Investors looking to buy Nike should consider doing so on weakness to $48.85 and $48.10, which are key levels on technical charts until the end of November, and until the end of this week, respectively. Investors looking to reduce holdings should do so by selling strength to $53.48, which is a key level on technical charts until the end of 2016.

Here's the weekly chart for Sonic.

 

Courtesy of MetaStock Xenith

Sonic closed Tuesday at $22.73, down 29.7% year to date. It is in bear market territory, 37.5% below its April 6 high of $36.34. It set its 2016 low of $21.12 on Oct. 25.

The weekly chart is negative, with the stock below its key weekly moving average of $25.28, and above its 200-week simple moving average of $23.88. The weekly momentum reading is projected to decline to 20.71 this week, down from 21.11 on Oct. 28.

Investors looking to buy Sonic should consider doing so on weakness to $18.61, which was the low during the week of May 2, 2014. Investors looking to reduce holdings should do so by selling strength to $27.07, which is a key level on technical charts until the end of November.

Here's the weekly chart for Under Armour.

 

Courtesy of MetaStock Xenith

Under Armour closed Tuesday at $30.52, down 26.7% year to date.
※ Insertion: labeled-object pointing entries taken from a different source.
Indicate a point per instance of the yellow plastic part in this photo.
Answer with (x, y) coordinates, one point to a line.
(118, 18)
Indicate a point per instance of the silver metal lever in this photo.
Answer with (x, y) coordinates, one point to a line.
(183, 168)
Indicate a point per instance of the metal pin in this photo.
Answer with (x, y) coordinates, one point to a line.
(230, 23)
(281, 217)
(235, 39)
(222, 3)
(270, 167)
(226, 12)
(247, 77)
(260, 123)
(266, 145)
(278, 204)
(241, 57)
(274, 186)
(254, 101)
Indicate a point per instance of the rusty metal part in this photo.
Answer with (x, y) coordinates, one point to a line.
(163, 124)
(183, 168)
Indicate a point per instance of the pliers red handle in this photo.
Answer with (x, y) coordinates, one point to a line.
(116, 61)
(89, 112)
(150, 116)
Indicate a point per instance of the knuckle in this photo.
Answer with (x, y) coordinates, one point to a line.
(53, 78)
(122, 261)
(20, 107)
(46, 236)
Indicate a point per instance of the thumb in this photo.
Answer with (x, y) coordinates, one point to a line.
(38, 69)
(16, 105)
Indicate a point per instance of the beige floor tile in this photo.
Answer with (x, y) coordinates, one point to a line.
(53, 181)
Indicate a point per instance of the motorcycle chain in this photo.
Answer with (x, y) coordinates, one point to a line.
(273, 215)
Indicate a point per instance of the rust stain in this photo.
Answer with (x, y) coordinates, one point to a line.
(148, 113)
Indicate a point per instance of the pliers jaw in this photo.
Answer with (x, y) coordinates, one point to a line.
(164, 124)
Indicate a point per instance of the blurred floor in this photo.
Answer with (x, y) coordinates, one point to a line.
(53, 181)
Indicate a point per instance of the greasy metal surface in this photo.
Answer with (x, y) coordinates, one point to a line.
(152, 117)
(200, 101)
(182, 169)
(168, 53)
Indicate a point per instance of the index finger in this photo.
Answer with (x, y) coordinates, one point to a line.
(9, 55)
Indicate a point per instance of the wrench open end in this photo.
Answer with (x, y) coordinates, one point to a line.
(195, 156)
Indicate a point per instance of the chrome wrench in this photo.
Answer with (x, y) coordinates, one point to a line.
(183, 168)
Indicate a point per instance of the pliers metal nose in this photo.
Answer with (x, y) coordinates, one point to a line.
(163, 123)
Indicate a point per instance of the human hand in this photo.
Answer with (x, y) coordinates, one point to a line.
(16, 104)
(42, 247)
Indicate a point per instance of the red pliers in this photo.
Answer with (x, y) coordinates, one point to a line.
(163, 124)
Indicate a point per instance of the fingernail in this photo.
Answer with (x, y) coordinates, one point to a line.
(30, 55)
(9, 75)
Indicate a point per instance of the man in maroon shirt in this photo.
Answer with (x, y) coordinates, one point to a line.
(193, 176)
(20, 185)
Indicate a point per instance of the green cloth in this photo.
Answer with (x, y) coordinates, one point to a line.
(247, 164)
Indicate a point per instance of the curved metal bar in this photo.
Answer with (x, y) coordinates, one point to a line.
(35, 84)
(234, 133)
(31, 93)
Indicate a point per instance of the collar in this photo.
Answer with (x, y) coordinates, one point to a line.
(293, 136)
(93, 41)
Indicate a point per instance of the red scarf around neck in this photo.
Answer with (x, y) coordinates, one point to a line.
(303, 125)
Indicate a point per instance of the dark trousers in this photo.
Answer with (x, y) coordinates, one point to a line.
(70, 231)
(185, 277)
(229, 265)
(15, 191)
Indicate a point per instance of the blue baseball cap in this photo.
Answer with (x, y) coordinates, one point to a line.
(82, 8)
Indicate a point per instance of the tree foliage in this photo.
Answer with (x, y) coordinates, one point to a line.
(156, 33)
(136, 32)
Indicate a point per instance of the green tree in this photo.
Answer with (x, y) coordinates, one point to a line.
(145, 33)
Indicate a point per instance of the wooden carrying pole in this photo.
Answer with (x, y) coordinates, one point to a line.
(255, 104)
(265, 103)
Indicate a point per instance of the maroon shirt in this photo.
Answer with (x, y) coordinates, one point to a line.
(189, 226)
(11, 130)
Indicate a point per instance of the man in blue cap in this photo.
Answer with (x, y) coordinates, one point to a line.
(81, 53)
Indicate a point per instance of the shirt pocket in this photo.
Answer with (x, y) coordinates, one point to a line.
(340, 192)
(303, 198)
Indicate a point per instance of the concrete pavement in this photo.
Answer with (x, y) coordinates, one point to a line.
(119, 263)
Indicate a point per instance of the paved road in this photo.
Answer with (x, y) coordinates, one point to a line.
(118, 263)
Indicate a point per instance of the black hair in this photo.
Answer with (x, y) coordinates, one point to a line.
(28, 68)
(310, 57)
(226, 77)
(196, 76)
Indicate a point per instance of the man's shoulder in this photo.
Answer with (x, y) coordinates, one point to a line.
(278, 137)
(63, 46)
It is deep into bear market territory, 44.2% below its Sept. 25, 2015, high of $54.68. It set its 2016 low of $30.06 on Nov. 1.

The weekly chart is negative but oversold, with the stock below its key weekly moving average of $35.92, and below its 200-week simple moving average of $32.77. The weekly momentum reading is projected to decline to 13.51 this week, down from 17.52 on Oct. 28, well below the oversold threshold of 20.00.

Investors looking to buy Under Armour should consider doing so on weakness to $24.68, which is a key level on technical charts until the end of 2016. Investors looking to reduce holdings should do so by selling strength to $33.56, which is a key level on technical charts until the end of 2016.

This article is commentary by an independent contributor. At the time of publication, the author held no positions in the stocks mentioned.